COVID-19 had a very significant impact on following the CCM roadmap. The pandemic has stopped face-to-face meetings, which are often beneficial for interpersonal discussions between stakeholders within the health system and with international consultants. This highlighted the limitations of remote technical assistance and the need to further mobilize technical assistance from local experts.
However, the pandemic also demonstrated that it was possible to lead the coordination and drafting process for the funding request without necessarily investing in very expensive workshops. Virtual meetings have been a successful coordination approach that stakeholders should adopt to save resources in relation to organizing meetings, supervision visits, etc.
In Cameroon, the CCM is carrying out a reform process that it would be relevant to support. Strategic monitoring, which is one of the four main areas of responsibility of CCMs, includes essential issues related to finance, programs and managing the grant portfolio. These components contribute to strengthening the country's health system. The CCM has a very effective Strategic Monitoring Committee, which has been chaired by UNAIDS for seven years. It is crucial to support this to ensure that grants are used in accordance with the plans and objectives set out. UNAIDS should be strengthened and supported in its role of coordinating Technical Assistance (TA) providers in order to avoid duplication.
Technical assistance needs are covered effectively in funding requests.
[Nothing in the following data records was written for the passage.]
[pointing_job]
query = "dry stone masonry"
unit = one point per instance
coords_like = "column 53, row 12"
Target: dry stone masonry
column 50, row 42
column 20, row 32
However, under the leadership of the CCM, a consolidated technical assistance plan for the overall implementation of the program should be developed.
L'Initiative can play a key role in supporting CCM reform
This involves supporting strategic monitoring to ensure that resources actually benefit patients. A dialogue could also be conducted with the Global Fund with the aim of revising certain procedures to better assess the impact of grants. Countries spend a lot of time on the process of developing new grants while grants from the previous cycle are still implemented by Principal Recipients. A funding cycle of five years instead of three would leave enough time to assess the impact of programs.